Special Collections
John Weibel
John Weibel was born in Berne on 25 January 1914, the son of Hans Weibel, a restauranteur, and his wife Maria, nee Koerner. His grandfather, a potter by trade, moved to Berne from Waldenburgh in the mod-19th century. A sickly child, John studied a variety of subjects at school, including Latin, French, German and English. In the school holidays he stayed with an uncle who was a chemist in Zurich, who gave him his first coin.
Matriculating from school in 12 subjects in 1934, including folk history and woodworking, John was rejected for army service because it was considered that his chest measurement was not up to the required standard. Maybe it was this rejection that led to him undertaking several long walking tours around Europe.
In 1938 John travelled around Germany, Denmark, Austria and Hungary, stoically facing the difficulties experienced by those travelling across frontiers in mainland Europe at that time. On attempting to enter Germany he was questioned in depth at the border and later entered the SS weapon testing establishment. Everyone was showing brown passes, so John showed his brown Swiss passport and was allowed in, although later summarily ejected! A proposed trip down the Rhine from Austria into Hungary had to be cancelled because the Germans suspected that Czechoslovakia had planted mines in the river.
On 11 December 1938 John entered England for the first time, staying at a hotel in London frequented by his mother and sister on trips to the city. He spent much of the next few months walking around the British Isles, wearing stout leather Swiss walking boots and a leather rucksack in which he carefully packed a suit so that he could emerge smartly dressed when the situation demanded. He stayed often at the invitation of total strangers in their houses, or in pubs or small hotels, or in barns. His travels formed the topic of local newspaper articles at the time and in southern Ireland, on 1 August 1939, celebrating Swiss national day by singing while walking from Mellary to Lismore, a party of lady motorists heard him and gave him a lift to Cork!

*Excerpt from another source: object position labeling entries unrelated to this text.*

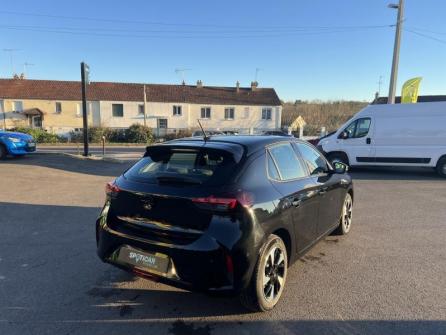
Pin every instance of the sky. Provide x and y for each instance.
(305, 49)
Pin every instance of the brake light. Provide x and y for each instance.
(245, 199)
(221, 203)
(229, 264)
(111, 188)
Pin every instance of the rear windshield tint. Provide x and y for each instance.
(184, 166)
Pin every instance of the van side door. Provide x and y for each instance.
(356, 140)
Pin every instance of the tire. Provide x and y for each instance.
(338, 157)
(267, 282)
(441, 167)
(3, 151)
(345, 221)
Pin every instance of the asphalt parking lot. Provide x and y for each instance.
(387, 277)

John had almost completed his walk round Britain when, as a Swiss national, he was recalled to London by the Swiss Embassy on the outbreak of War. He began working for UBS in London in late 1939 and retired from his post as Chief Inspector in 1974 after 35 years’ service. In 1941 he met his first wife Mae, who, under her stage name Myla de Yongh, was an exotic dancer who worked with pythons. Born Anna Camilla Furtsch (1887-1963), in Hungary, she had been previously married to Ernst Boehm, son of the sculptor and coin designer Joseph Edgar Boehm (1834-90). John kept his relationship with Mae from his mother for a while and they lived in a flat at Clare court, Judd street, Bloomsbury, eventually marrying in 1958.
John’s early days in London was the time when he built up the bulk of his coin collection and he kept diaries recording his visits to coin dealers and auctions in the 1940s and 1950s. His knowledge of coins, particularly European issues, was formidable and, as the following lots from his collection readily attest, he only collected pieces in the very best condition. His role with UBS ensured that he had prior access to new issues from government mints around the globe. A member of the Royal Society of Arts, he joined the Royal Numismatic Society in 1940 and the British Numismatic Society in 1950, remaining a member of both until his death at the age of 95 on 28 December 2009 at Uplyme, Devon, to where he had retired some years previously. He was also an early member of the London Numismatic Club and was a frequent attender at meetings of all the societies to which he belonged. Throughout his long life he never lost his deep interest in coins from that seed planted by his uncle so many years before.